I just cleaned the loft tonight before it starts to get cold. The sand I put on the floor worked well I just skimmed the poop off the top and that was that took 20 mins. The sand was completely dry under the poop. I won another show this week so thats 3 out of 4 now.


----------



## rogerven (Aug 22, 2015)

Will the wire perch be too cold for winter?


----------



## Shadybug Lofts (Mar 13, 2010)

No, birds stand on wire all the time I'm the winter, aviery floors are wire.


----------



## Greek Boy (Apr 12, 2010)

Shadybug Lofts - the loft looks great and the sand will work perfectly for you as it did for me. Birds look real good and clean.
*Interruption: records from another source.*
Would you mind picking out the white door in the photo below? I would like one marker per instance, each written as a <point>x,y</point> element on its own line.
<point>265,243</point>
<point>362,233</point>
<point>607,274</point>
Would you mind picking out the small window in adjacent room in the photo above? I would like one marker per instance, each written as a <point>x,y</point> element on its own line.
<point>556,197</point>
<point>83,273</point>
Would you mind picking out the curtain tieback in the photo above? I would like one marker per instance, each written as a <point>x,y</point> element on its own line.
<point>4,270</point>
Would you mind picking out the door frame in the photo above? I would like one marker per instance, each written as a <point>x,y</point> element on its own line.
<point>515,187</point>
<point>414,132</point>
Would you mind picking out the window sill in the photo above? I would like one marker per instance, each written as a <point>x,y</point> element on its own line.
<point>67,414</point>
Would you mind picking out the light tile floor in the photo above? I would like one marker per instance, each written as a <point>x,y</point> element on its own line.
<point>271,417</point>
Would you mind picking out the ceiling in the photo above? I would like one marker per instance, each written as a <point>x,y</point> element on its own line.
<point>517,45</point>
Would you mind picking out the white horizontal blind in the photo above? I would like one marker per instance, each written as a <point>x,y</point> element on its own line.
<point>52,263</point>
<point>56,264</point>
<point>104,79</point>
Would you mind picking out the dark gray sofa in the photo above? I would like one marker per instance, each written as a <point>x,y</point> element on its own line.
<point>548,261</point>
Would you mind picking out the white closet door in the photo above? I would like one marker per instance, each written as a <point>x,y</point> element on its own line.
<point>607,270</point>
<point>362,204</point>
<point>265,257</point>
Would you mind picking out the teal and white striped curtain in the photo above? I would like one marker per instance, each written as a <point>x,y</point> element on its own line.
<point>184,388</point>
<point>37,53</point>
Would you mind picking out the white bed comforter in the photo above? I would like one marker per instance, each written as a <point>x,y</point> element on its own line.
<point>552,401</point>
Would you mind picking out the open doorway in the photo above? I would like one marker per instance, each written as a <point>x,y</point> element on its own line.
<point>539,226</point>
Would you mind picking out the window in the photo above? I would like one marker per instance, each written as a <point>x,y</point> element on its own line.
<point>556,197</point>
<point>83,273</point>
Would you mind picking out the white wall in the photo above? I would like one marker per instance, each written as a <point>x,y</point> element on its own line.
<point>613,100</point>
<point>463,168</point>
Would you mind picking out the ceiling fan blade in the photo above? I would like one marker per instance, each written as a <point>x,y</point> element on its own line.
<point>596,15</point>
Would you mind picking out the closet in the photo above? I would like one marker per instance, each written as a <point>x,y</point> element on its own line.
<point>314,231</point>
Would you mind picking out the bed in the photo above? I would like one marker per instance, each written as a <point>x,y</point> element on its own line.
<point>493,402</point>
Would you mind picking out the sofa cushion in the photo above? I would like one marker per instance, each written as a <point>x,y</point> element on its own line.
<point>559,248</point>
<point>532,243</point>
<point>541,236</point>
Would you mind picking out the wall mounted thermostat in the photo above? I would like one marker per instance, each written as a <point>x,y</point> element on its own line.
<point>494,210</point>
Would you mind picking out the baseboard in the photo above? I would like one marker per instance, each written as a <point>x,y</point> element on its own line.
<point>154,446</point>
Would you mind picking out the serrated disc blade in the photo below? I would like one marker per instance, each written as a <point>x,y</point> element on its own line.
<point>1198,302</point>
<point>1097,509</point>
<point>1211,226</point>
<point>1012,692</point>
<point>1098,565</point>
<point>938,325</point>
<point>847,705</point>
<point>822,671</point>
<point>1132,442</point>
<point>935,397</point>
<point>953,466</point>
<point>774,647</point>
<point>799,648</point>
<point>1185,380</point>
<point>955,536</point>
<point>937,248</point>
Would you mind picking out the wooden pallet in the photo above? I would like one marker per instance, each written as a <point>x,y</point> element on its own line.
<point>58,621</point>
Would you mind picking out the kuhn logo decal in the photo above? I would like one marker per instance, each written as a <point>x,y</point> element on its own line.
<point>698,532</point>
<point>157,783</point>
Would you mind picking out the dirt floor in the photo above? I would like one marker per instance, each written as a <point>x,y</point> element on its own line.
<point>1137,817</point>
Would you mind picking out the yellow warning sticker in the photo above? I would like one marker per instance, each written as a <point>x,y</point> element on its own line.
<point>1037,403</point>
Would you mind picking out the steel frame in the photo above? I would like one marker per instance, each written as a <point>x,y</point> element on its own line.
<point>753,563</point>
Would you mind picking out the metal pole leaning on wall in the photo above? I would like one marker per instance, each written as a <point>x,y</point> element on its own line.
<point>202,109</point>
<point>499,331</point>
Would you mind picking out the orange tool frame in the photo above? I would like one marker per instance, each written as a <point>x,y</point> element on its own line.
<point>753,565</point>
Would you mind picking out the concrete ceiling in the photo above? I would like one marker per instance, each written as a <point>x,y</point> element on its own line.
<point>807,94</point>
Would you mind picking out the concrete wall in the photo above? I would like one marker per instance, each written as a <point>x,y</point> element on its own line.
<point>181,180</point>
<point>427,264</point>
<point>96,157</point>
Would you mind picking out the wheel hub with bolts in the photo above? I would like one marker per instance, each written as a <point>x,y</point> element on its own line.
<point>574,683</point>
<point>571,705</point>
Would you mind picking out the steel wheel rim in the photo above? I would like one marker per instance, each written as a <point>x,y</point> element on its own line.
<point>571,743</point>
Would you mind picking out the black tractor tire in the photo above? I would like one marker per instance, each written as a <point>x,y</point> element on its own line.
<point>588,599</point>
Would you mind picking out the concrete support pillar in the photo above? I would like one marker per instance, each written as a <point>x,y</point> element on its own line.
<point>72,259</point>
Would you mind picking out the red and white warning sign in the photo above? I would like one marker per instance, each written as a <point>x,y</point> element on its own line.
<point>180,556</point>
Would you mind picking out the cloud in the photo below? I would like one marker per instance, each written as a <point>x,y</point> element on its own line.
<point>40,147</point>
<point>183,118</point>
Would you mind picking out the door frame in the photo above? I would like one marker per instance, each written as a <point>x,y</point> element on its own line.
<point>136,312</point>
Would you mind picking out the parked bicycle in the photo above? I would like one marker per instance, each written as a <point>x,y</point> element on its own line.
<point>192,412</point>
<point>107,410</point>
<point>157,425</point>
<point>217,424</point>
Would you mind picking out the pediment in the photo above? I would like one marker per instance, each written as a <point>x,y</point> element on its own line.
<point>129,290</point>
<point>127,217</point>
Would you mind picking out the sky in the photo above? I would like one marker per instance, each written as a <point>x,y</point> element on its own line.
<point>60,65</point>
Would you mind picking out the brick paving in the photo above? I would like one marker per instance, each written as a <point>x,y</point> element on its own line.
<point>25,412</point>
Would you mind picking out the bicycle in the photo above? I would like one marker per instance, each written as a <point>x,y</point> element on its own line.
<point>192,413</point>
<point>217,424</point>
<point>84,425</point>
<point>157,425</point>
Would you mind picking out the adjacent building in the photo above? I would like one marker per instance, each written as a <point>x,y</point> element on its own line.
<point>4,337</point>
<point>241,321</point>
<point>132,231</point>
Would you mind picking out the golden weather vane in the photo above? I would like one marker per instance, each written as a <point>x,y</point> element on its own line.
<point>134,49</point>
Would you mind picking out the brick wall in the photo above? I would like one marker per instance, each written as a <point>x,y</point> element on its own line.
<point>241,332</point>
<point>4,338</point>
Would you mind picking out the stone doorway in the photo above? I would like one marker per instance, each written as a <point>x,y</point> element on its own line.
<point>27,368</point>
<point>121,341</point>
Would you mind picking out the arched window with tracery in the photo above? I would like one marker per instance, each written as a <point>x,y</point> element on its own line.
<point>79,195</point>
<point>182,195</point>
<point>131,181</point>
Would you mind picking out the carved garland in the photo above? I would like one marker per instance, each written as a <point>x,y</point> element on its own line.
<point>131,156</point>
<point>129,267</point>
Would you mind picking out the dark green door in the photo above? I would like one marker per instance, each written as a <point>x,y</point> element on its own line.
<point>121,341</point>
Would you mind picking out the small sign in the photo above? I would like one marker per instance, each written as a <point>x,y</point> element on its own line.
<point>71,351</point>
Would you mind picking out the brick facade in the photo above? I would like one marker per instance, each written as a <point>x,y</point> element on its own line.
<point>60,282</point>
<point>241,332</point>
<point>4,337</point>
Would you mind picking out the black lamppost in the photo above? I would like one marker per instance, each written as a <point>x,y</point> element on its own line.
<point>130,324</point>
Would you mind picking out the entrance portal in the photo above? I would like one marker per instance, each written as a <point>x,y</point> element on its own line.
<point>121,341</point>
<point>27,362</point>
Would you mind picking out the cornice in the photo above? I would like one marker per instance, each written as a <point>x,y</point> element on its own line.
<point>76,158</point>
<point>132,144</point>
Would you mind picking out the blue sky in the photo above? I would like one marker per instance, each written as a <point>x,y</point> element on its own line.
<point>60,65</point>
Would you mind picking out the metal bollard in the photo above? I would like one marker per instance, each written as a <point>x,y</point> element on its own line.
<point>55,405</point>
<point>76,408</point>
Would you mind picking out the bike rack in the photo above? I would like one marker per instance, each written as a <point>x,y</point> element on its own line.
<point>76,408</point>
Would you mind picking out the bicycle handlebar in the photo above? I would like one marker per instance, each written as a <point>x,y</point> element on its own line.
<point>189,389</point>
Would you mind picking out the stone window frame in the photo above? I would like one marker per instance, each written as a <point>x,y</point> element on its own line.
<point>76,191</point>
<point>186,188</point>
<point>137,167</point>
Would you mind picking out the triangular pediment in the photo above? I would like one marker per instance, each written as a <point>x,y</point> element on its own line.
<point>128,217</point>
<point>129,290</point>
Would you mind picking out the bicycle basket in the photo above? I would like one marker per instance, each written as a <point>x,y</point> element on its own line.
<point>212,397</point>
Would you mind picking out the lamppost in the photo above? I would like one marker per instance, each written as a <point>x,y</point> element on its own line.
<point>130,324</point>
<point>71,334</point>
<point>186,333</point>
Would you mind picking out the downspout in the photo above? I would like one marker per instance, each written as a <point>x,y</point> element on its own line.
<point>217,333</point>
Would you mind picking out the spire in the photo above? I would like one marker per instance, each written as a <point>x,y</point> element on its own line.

Keep doing what you do to stay on top in those shows.
Yours in sport - Nick.


----------



## rogerven (Aug 22, 2015)

I saw your STATE of the art BREEDING loft in youtube, my goodness, wow is all I can say!!!!!


----------



## Shadybug Lofts (Mar 13, 2010)

Thanks Rogerven


----------



## rogerven (Aug 22, 2015)

THE sand on the board is it supported under the frame or is it on the ground.? I am in WI with very cold winters, and figuring out the least maintenance yet safe and comfortable for the birds. How does this loft look from the outside, can you please post an outside picture? Thanks


----------